Federated Progressive Self-Distillation with Logits Calibration for Personalized IIoT Edge Intelligence
Yingchao Wang, Wenqi Niu
TL;DR
The paper addresses the dual forgetting challenge in personalized federated learning for non-IID IIoT edge data, where global knowledge forgets and historical personalized knowledge degrade during local updates. It introduces FedPSD, a client-side framework that couples logits calibration with progressive self-distillation to gradually preserve global generalization while recalling historical personalized knowledge; the approach uses a calibrated fusion label $H_k^{t-1} = \alpha P_k^{t-1} + (1-\alpha) Y_k$ with $\alpha = t/t_{\text{total}}$ and a KL-based distillation loss $\mathcal{L}_{KD} = \mathrm{KL}(H_k^{t,e-1} \| P_k^{t,e})$, together with a calibrated cross-entropy loss $\mathcal{L}_{CE}$ derived from $P_{\text{calibrated}}(y|x)$ that accounts for class priors $P(y)$. Experiments on MNIST, CIFAR-10, and CIFAR-100 under pathological sharding and Dirichlet partitions show FedPSD consistently improves both client and server accuracy and reduces communication rounds to reach target performance, with ablations confirming the contribution of each component. The results indicate FedPSD is a practical, low-overhead solution for robust, personalized IIoT edge intelligence in real-world non-IID FL settings. Overall, the method advances personalized FL by effectively integrating global and local knowledge on the client side, and it demonstrates strong potential for deployment in resource-constrained IIoT environments.
Abstract
Personalized Federated Learning (PFL) focuses on tailoring models to individual IIoT clients in federated learning by addressing data heterogeneity and diverse user needs.
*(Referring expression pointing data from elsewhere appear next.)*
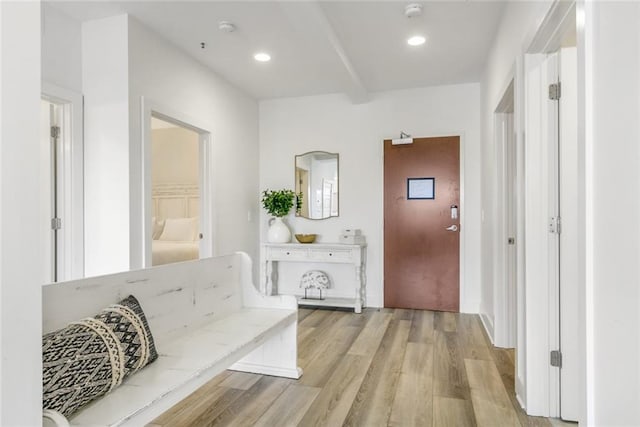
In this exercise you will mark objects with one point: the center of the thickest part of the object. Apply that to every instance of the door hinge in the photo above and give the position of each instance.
(56, 223)
(555, 91)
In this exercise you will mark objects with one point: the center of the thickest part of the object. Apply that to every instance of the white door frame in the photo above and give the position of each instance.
(206, 221)
(71, 208)
(537, 386)
(504, 328)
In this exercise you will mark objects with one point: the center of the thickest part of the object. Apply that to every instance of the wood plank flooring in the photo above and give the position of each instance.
(384, 367)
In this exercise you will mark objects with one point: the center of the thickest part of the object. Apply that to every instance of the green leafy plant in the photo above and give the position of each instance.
(298, 203)
(278, 202)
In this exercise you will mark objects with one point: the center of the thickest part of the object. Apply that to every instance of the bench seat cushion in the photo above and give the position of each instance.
(185, 363)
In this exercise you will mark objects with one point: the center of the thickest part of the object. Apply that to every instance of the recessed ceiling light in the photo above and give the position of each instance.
(416, 40)
(262, 57)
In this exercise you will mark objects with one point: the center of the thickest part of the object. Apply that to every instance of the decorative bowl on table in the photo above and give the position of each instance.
(306, 238)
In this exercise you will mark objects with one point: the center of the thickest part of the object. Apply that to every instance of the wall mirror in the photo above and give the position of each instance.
(316, 178)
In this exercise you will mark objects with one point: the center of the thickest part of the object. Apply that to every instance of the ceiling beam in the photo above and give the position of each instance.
(309, 16)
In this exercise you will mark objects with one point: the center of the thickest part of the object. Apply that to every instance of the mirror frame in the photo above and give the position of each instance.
(295, 161)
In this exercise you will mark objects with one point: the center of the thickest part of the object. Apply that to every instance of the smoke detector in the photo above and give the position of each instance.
(226, 27)
(412, 10)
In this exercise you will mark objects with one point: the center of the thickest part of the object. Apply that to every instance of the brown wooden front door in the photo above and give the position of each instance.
(422, 257)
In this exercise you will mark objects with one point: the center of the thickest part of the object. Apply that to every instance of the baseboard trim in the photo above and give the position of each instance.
(267, 370)
(488, 326)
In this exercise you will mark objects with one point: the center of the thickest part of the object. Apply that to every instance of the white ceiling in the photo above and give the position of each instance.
(354, 47)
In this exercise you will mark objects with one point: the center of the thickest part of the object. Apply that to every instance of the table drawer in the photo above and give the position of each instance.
(333, 255)
(283, 254)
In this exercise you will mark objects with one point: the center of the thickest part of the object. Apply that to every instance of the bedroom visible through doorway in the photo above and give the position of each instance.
(175, 193)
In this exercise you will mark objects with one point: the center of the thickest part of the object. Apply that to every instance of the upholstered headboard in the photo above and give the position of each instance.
(175, 201)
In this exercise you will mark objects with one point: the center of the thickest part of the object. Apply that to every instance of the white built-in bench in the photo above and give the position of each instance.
(205, 316)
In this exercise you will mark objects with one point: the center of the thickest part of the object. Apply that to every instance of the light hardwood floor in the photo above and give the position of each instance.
(385, 367)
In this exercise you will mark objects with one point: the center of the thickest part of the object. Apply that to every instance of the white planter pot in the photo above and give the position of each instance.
(278, 231)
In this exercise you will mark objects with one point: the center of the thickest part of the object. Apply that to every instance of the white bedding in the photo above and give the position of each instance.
(165, 252)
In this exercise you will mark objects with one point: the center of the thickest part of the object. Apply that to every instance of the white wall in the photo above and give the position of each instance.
(21, 227)
(170, 78)
(105, 69)
(332, 123)
(174, 156)
(61, 49)
(611, 54)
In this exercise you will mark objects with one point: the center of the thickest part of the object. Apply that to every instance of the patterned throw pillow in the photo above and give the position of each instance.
(128, 322)
(89, 358)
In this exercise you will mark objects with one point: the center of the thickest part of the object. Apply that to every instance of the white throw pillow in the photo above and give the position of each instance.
(158, 227)
(180, 229)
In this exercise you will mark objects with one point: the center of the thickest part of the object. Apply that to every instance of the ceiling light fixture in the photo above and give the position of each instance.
(412, 10)
(226, 26)
(416, 40)
(262, 57)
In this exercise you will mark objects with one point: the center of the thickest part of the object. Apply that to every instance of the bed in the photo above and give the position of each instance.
(174, 240)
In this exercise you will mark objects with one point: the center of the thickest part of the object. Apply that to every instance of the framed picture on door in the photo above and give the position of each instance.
(421, 188)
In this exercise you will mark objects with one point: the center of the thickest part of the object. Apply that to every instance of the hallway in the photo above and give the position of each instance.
(384, 367)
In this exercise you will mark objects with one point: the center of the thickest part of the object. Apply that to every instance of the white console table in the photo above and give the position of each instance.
(274, 253)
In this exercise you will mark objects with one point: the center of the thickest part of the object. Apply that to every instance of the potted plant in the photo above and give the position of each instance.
(278, 203)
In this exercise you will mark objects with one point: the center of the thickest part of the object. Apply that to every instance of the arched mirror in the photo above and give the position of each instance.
(316, 178)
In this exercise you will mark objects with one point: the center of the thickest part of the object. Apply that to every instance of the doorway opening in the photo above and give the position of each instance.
(505, 245)
(551, 363)
(177, 212)
(175, 193)
(63, 183)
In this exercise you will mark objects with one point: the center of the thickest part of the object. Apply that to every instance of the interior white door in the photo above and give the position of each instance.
(569, 373)
(540, 315)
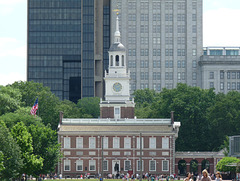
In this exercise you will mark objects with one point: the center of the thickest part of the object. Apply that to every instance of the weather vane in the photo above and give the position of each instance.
(116, 10)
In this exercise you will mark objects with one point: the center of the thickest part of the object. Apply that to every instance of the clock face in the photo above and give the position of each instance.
(117, 87)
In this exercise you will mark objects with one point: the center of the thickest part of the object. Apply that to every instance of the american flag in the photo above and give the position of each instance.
(34, 108)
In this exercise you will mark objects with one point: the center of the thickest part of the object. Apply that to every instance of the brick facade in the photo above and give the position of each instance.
(122, 154)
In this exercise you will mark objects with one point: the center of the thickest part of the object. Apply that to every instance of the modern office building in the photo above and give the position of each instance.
(117, 142)
(220, 68)
(68, 42)
(164, 41)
Although existing studies have proposed effective PFL solutions from various perspectives, they overlook the issue of forgetting both historical personalized knowledge and global generalized knowledge during local training on clients. Therefore, this study proposes a novel PFL method, Federated Progressive Self-Distillation (FedPSD), based on logits calibration and progressive self-distillation. We analyze the impact mechanism of client data distribution characteristics on personalized and global knowledge forgetting. To address the issue of global knowledge forgetting, we propose a logits calibration approach for the local training loss and design a progressive self-distillation strategy to facilitate the gradual inheritance of global knowledge, where the model outputs from the previous epoch serve as virtual teachers to guide the training of subsequent epochs. Moreover, to address personalized knowledge forgetting, we construct calibrated fusion labels by integrating historical personalized model outputs, which are then used as teacher model outputs to guide the initial epoch of local self-distillation, enabling rapid recall of personalized knowledge. Extensive experiments under various data heterogeneity scenarios demonstrate the effectiveness and superiority of the proposed FedPSD method.